Attorneys for the Paso Robles Cemetery District are battling over who is responsible for maintaining tombstones after an aged-grave marker fell on a four-year-old Paso Robles girl breaking her ankle.

Last year, Heather Wolcott was visiting the Paso Robles Cemetery with her daughter Lauren when the more than 100-year-old tombstone of Richard Wear fell off of its base onto Laurens ankle.
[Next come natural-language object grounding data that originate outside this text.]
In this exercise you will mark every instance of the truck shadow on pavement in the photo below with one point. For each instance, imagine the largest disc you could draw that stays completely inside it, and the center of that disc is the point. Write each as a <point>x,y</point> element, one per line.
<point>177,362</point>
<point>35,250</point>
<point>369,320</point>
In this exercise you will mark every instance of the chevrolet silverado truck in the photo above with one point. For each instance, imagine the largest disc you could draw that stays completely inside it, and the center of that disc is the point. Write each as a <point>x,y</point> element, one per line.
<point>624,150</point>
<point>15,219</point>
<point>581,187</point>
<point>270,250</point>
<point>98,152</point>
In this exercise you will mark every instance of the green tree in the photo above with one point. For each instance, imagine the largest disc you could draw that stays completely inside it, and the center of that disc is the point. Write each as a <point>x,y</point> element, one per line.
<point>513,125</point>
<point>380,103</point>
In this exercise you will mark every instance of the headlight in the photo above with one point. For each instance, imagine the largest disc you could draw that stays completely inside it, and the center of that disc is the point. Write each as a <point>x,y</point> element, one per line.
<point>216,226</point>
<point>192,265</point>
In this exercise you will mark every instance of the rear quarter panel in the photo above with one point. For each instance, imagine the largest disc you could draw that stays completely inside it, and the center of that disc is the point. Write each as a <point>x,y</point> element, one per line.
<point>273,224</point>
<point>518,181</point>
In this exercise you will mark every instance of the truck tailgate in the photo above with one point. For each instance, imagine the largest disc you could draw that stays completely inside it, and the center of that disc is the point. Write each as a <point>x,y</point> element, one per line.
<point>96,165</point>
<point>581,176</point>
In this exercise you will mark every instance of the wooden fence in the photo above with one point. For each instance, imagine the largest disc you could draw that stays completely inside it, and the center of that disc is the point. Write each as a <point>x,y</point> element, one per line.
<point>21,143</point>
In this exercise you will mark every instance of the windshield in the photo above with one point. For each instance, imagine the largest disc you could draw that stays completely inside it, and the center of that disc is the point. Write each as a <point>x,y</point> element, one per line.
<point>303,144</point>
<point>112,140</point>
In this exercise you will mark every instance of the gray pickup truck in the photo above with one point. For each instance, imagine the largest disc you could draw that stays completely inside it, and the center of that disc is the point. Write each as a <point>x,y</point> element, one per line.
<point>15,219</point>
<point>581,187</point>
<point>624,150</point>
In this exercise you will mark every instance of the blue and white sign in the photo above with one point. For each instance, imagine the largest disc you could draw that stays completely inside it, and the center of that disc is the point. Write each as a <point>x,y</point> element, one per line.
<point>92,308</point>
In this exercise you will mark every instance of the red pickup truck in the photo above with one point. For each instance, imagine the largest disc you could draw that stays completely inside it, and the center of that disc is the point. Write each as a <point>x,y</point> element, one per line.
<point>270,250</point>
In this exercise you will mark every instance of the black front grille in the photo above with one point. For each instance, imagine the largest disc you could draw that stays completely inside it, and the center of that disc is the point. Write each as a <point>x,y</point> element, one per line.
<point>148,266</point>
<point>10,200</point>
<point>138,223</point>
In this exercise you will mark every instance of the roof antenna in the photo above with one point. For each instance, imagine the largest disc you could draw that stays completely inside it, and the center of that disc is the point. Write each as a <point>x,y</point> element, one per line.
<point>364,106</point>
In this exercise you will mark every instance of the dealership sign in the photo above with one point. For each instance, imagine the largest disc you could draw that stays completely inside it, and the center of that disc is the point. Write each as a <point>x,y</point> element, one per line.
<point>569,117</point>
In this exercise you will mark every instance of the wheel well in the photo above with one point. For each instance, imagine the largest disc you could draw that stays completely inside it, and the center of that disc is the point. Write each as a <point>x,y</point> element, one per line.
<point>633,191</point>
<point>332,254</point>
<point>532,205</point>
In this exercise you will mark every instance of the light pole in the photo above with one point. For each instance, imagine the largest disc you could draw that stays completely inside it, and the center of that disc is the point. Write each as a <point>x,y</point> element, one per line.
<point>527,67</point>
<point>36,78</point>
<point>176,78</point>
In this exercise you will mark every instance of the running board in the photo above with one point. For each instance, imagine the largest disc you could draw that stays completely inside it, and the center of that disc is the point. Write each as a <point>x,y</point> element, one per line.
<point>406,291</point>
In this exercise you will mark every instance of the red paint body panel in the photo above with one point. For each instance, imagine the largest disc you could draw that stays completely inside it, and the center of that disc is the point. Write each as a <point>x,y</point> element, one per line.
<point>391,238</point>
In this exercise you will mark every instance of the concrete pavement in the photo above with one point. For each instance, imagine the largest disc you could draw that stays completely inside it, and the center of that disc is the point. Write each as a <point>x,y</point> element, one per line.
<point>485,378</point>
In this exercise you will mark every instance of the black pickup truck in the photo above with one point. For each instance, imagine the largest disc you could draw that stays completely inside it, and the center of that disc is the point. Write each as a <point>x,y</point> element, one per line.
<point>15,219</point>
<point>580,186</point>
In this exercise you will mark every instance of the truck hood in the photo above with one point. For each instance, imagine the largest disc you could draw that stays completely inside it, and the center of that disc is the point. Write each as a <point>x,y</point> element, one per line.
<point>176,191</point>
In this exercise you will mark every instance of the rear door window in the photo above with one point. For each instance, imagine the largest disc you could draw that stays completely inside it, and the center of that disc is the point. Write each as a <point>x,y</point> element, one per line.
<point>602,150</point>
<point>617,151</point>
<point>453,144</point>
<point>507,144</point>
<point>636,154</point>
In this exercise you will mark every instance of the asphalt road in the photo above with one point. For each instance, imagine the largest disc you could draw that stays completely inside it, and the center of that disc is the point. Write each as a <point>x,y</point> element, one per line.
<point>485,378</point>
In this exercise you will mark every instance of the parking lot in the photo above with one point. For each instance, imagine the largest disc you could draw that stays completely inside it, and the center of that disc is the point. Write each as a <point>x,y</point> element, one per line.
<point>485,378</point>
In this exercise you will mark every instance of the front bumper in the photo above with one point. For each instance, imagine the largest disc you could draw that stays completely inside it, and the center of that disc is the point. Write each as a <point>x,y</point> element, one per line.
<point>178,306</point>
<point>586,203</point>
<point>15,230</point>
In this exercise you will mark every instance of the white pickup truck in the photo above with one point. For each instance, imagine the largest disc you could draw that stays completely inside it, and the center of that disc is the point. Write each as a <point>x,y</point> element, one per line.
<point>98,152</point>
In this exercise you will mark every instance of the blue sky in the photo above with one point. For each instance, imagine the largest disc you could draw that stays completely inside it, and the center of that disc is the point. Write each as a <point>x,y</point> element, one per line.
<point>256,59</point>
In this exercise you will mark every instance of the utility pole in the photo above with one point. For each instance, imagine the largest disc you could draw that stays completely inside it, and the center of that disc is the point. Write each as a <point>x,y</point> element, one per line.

Wear was born in 1847 and died in 1907.

Nevertheless, graveyard district officials said in court filings that they do not own the tombstone and are not responsible for injuries caused by the dangerous conditions of their graveyard’s markers.

Wolcott’s attorney James McKiernan said that from a layman’s perspective it is ridiculous to expect relatives of the deceased to maintain a grave marker and from a law perspective the district is required to protect public safety and maintain its cemeteries.

“In my entire lifetime, I’ve never heard of anyone getting a notice to come on down and spruce up your great grandfather’s grave,” McKiernan said.

On July 28, McKiernan filed a lawsuit claiming negligence, willful failure to warn, and dangerous condition of a public property.

In the lawsuit, McKiernan argues that Health and Safety Code 9004 mandates that “the district that owns a cemetery shall have exclusive jurisdiction and control over its maintenance and management.”

The attorney firm for the district, Roseville based Hunt and Jeppson LLP, fired back by filing a demurrer which challenged the legal sufficiency of the lawsuit saying it was “skeletal” at best.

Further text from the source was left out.